The nonprofit Americans United for Separation of Church and State is calling out one of the oldest public charter schools in Arizona for using two books from crank and Glenn Beck favorite Cleon Skousen that promote racism and a Christian nationalist interpretation of American history, reports the Arizona Republic.
The school, Heritage Academy, is apparently using two of Skousen's most popular books, "The 5,000 Year Leap" and "The Making of America," in an attempt to educate its student body of the ways in which America was actually founded by hardcore Jerry Falwell-style Christian conservatives.
This is not the same thing as trying to indoctrinate children, however, claims Earl Taylor, the school's founder and principal. "Our purpose is not to convert students to different religious views," Taylor promised. "It is to show them that religion influenced what the Founders did.”
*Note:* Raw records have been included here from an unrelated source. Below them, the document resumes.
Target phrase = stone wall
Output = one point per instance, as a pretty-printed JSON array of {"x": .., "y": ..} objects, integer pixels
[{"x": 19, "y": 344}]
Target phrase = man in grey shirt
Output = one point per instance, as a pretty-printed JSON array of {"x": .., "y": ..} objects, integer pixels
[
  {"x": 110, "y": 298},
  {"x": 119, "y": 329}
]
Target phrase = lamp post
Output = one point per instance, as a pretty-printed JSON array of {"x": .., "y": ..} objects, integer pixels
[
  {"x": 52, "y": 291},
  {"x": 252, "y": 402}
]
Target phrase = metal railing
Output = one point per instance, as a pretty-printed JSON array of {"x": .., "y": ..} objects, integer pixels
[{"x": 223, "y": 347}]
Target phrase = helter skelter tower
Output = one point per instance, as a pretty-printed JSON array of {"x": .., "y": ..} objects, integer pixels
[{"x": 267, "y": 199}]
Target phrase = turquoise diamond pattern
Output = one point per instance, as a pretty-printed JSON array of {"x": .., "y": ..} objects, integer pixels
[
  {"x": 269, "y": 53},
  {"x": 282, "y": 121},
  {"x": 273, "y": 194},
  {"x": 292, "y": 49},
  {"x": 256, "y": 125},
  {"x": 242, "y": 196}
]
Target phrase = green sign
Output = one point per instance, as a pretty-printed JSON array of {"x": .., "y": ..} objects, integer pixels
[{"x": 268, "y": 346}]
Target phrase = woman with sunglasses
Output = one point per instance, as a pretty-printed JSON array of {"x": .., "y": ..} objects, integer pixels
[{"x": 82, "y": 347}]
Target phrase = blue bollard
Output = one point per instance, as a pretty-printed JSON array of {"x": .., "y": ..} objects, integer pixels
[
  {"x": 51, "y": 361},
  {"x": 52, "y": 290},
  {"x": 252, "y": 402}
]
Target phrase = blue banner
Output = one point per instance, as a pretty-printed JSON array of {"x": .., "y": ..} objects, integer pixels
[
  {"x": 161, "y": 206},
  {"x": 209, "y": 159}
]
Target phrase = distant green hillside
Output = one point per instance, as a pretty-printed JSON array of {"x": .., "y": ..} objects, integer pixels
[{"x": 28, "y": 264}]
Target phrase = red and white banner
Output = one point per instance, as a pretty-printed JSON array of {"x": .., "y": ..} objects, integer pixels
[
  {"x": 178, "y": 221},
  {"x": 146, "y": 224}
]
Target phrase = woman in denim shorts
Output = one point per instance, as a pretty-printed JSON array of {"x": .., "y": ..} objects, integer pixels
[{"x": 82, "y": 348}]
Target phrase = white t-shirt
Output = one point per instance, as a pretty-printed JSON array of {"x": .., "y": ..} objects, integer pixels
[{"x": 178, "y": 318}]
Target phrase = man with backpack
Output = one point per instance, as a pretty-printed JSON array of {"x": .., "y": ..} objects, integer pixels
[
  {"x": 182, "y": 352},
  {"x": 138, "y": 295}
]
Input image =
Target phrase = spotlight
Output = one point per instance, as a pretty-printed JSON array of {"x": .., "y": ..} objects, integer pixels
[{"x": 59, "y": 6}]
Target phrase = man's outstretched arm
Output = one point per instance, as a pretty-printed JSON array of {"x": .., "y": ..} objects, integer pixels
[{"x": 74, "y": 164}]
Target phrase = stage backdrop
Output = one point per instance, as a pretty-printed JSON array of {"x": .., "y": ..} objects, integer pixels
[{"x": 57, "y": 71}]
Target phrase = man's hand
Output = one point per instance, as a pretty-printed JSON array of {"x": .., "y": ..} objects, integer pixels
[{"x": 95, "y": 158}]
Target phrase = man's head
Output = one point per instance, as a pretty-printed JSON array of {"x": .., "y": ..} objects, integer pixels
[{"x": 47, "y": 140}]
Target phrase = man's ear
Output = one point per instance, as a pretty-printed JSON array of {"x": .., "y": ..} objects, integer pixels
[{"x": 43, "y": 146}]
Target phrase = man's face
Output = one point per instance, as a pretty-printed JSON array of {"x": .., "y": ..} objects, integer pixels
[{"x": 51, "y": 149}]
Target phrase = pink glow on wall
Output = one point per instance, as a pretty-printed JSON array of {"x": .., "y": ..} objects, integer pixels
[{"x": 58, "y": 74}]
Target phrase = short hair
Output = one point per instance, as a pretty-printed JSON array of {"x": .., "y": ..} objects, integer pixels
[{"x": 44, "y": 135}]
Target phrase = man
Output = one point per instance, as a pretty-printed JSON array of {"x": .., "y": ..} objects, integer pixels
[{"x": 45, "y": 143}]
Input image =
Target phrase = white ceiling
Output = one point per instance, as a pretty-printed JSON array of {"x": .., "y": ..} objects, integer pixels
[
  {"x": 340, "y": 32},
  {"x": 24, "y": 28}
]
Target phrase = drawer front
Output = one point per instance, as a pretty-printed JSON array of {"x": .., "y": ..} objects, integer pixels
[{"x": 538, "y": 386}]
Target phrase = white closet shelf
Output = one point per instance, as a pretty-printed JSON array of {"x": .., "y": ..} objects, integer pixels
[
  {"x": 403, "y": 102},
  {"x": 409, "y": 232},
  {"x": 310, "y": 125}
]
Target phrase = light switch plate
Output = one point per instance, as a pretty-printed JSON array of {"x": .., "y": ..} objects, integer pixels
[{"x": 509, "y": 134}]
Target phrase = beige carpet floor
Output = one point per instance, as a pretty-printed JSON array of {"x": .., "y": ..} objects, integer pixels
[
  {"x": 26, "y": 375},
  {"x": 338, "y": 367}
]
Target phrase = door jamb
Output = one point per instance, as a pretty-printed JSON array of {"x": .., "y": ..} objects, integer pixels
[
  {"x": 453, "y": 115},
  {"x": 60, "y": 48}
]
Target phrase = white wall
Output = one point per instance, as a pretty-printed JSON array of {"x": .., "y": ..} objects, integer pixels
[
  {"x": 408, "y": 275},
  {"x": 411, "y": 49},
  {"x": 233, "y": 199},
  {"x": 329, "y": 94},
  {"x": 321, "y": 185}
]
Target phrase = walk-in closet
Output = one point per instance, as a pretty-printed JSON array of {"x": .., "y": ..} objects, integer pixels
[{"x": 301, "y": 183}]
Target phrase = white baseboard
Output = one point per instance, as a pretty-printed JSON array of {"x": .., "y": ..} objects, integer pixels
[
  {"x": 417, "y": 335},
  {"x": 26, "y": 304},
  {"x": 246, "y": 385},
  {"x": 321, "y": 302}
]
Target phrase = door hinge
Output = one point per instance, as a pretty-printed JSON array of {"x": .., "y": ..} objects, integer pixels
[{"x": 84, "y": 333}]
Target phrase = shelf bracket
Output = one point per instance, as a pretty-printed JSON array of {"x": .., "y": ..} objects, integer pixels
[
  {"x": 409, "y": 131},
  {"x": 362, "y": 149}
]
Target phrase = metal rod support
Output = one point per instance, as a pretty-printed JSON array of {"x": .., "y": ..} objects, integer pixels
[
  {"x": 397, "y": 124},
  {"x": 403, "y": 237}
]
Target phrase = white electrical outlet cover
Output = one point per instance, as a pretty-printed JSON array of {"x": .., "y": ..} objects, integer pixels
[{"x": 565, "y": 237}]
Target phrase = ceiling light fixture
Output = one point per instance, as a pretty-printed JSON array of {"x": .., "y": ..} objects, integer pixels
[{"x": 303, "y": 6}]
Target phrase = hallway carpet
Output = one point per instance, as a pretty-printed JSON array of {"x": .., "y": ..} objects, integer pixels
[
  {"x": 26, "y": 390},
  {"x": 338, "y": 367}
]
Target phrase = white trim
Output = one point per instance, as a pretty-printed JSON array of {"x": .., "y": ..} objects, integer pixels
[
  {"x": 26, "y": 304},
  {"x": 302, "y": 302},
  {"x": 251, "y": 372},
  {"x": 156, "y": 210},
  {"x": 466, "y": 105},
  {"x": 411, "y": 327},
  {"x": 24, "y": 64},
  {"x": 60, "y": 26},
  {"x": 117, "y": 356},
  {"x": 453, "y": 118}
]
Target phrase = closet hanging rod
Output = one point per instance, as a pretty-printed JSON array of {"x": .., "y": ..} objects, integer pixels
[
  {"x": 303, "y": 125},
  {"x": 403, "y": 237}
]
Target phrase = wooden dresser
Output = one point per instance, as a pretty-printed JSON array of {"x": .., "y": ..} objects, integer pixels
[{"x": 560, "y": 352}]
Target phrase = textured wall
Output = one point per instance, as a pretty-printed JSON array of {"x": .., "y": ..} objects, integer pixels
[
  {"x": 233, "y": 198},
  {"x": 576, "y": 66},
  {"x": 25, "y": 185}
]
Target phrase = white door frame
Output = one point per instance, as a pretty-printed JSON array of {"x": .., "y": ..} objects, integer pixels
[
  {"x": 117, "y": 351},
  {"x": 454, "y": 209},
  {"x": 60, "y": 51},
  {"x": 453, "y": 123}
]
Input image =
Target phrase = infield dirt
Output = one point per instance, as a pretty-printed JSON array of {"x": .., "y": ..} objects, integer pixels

Worse still, some parts of the Skousen books being given to Heritage Academy's students — and presented as textbooks, rather than historical documents — also depict American slavery in a racist and risibly sympathetic light.
According to legal scholar Garret Epps, “parts of [Skousen's] major textbook ... present a systematically racist view of the Civil War" with a “long description of slavery in the book" arguing that slavery was "beneficial to African-Americans and that Southern racism was caused by the ‘intrusion’ of Northern abolitionists and advocates of equality for the freed slaves."
In one of the books, Skousen approvingly includes an essay in which the author argues that "if [African-American children] ran naked it was generally from choice, and when the white boys had to put on shoes and go away to school they were likely to envy the freedom of their colored playmates."
Americans United for Separation of Church and State is calling on Taylor to drop both books from the school's curriculum. He has thus far refused.